Voluntary fundraising is set to become an increasingly crowded and competitive field. The NSPCC lead the way with nearly 400 fundraisers raising £130m pa. including £70m pa from a database of one million donors. According to Mary Marsh, their former chief executive, this costs them £40m pa; their aim is to achieve a ratio of £1 invested for every £3.50 raised.

 

Meanwhile, others like Citizens Advice and the National Autistic Society, are considering getting into direct mail, whilst Mencap and Elizabeth Finn Care are focussing on regional fundraising, working with local groups and volunteers.
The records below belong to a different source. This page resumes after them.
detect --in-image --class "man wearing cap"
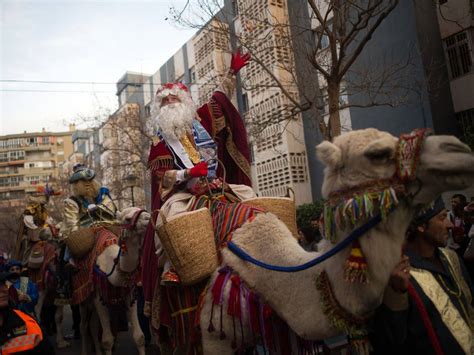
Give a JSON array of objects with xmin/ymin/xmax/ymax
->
[
  {"xmin": 372, "ymin": 198, "xmax": 474, "ymax": 354},
  {"xmin": 5, "ymin": 259, "xmax": 39, "ymax": 317},
  {"xmin": 0, "ymin": 272, "xmax": 55, "ymax": 355},
  {"xmin": 14, "ymin": 189, "xmax": 57, "ymax": 265},
  {"xmin": 64, "ymin": 164, "xmax": 117, "ymax": 241}
]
Susan Daniels, chief executive of the National Deaf Children’s Society, says they are now focussing on street and door to door collections rather than direct mail.  The ‘new’ philanthropists featured strongly in some people’s plans, particularly those working with young people and ex-offenders where the potential social return on investment can be particularly appealing to those interested is seeing their money make a significant and measurable difference.

 

Earning

 

The development of social enterprises featured in many chief executives’ plans. Sometimes, as in the Muscular Dystrophy Campaign’s design and print service, this has a dual role of providing employment for people with the condition and covering costs through sales. Other examples include ICAN’s plans to develop training and consultancy services in children’s communication needs to public sector agencies and Counsel and Care’s successful programme of conferences and events. Simon Gillespie, chief executive of the MS Society, is looking to generate income through negotiating profit share clauses in some of their research contracts so they would benefit from any products developed as a result of the research.

 

Traditionally, one of the main ways the larger charities have generated income is through charity shops. However, as Jon Sparkes, chief executive of Scope, points out, the environment for charity shops is now very different with the arrival of Ebay, Primemark and cheap clothes in supermarkets. He believes charity shops have to respond to these changes by emphasising their brand and making sure they have the right location. Carole Easton, chief executive of CLIC Sargent, said they are planning to make more use of Ebay in the future as a retail outlet.

 

At the local level, one of the main ways which some councils for voluntary service are looking to earn income is through the establishment of third sector resource centres with office premises for local groups, as well as conference and training facilities for hire. Voluntary Action Sheffield recently opened the Circle, a new £5m centre for the sector, where VAS is based along with 10 tenants. Similar centres exist or are planned in York, Nottingham, Leicester, Liverpool, Birmingham and Leeds. As well as providing a tangible focal point for the sector in the city, these centres have the potential, over time, to generate valuable unrestricted income.

 

As the financial implications of continuing social care become harder for government to sustain for an ageing population, charities are beginning to look at charging those clients who can afford to pay for their services. WRVS have a growing number of ‘self-payers’ and KIDS are proposing to charge fees for their services for disabled children where parents can afford to pay.

 

 

Conclusion

 

All these plans are going to be harder to realise in the current financial climate, but, by pursuing a balanced approach, the 100 chief executives I spoke to are preparing themselves for all eventualities.

 

Richard Gutch is an Associate at the third sector recruitment agency, Prospectus.